Impact of Systematic Structural Variation on the Energetics
of π–π Stacking Interactions and Associated Computed
Charge Transfer Integrals
of Crystalline Diketopyrrolopyrroles
posted on 2014-09-03, 00:00authored byJesus Calvo-Castro, Monika Warzecha, Alan R. Kennedy, Callum J. McHugh, Andrew J. McLean
Control
over solid state structure is critical for effective performance
in optoelectronic devices bearing π-conjugated charge mediating
organic materials. A series of five structurally related N-benzyl-substituted
diketopyrrolopyrroles (DPPs) differing solely in 2 out their 60 atoms
were synthesized and crystal structures obtained. Systematic variation
of the long axis aligned, π–π stacks has been identified
within the single crystal structure series and intermolecular interaction
energies and charge transfer integrals for the π–π
stacks have been computed by means of density functional theory (M06-2X/6-311G(d)).

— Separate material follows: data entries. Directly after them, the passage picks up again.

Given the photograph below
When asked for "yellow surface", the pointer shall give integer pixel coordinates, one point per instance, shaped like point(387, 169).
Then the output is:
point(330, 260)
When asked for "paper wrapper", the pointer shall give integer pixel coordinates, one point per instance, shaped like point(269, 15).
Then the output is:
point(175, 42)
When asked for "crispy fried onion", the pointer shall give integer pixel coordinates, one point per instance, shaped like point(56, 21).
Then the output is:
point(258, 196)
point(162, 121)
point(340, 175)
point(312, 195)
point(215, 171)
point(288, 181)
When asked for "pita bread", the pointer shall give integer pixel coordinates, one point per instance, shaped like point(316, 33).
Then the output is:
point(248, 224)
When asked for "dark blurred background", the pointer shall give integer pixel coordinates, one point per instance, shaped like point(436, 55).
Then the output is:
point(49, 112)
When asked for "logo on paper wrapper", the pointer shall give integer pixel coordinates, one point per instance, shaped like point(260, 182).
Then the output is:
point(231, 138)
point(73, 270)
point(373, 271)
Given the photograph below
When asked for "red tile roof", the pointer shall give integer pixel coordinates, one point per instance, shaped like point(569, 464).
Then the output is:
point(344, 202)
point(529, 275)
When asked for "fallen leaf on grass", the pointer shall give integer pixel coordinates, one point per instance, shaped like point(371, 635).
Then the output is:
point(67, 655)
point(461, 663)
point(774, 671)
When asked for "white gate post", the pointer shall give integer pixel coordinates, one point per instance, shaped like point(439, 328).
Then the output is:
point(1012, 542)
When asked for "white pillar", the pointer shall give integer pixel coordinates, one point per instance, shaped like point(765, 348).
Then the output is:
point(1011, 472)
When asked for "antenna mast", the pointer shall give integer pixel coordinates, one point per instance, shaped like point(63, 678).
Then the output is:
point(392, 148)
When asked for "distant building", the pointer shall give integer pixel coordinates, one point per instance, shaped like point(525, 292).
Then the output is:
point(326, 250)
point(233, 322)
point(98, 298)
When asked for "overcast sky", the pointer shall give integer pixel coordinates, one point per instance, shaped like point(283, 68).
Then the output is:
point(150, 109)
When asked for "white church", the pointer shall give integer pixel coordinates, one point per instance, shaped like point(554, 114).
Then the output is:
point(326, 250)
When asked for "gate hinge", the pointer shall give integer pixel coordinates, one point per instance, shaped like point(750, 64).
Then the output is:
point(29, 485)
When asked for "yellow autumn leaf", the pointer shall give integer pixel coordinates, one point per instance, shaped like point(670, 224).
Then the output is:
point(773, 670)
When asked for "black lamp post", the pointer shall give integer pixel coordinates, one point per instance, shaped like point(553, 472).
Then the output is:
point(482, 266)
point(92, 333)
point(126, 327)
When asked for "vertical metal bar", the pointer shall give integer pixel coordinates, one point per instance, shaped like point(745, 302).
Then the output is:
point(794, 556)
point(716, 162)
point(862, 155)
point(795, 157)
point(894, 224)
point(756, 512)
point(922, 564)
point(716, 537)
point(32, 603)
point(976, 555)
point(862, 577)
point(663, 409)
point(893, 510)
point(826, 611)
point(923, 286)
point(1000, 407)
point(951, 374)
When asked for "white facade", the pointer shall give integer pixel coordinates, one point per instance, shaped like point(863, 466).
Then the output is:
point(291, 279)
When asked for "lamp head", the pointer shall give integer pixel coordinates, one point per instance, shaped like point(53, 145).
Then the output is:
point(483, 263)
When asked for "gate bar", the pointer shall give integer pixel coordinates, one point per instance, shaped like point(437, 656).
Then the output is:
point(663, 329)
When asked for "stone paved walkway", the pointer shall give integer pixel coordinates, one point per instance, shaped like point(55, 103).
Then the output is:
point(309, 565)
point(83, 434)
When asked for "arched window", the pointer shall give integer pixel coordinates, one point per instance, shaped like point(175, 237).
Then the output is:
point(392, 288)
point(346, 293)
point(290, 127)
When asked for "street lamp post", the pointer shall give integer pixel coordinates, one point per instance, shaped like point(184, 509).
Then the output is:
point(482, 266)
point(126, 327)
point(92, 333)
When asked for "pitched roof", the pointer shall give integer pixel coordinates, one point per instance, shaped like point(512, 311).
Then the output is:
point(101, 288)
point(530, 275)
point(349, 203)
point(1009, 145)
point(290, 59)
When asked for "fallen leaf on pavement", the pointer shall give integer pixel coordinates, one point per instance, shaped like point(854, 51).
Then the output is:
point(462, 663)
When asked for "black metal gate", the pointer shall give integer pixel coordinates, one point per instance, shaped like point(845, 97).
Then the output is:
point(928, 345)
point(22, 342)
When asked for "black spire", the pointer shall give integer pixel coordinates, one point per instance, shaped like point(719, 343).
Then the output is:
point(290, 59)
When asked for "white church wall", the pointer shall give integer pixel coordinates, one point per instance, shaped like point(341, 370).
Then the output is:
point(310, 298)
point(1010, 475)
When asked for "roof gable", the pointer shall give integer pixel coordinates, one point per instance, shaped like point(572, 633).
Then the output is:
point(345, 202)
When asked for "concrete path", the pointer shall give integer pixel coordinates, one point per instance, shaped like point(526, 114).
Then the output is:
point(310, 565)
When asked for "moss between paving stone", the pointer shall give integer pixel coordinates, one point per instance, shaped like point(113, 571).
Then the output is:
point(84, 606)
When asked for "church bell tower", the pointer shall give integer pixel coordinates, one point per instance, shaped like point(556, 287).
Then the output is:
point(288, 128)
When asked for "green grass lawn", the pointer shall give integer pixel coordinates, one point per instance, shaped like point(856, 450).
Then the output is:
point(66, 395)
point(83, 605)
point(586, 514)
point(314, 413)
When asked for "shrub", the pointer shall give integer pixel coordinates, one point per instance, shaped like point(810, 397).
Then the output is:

The computed intermolecular interaction energies as well as charge
transfer integrals were further investigated utilizing a series of
systematically cropped dimer pairs, highlighting the crucial role
of the benzyl/halo substitution on stabilization of these π–π
dimers. Two of the DPPs, including a new polymorph of a previously
reported structure exhibit twice the intermolecular interaction energy
and comparable hole transfer integrals to Rubrene, one of the most
efficient hole conducting materials known. The computed properties
for all of the π–π dimer systems reported herein
are consistent with trends predicted by a model system. As such these
materials show great promise as charge mediators in organic electronic
applications and may be exploited in systematic structure activity
based investigations of charge transfer theory.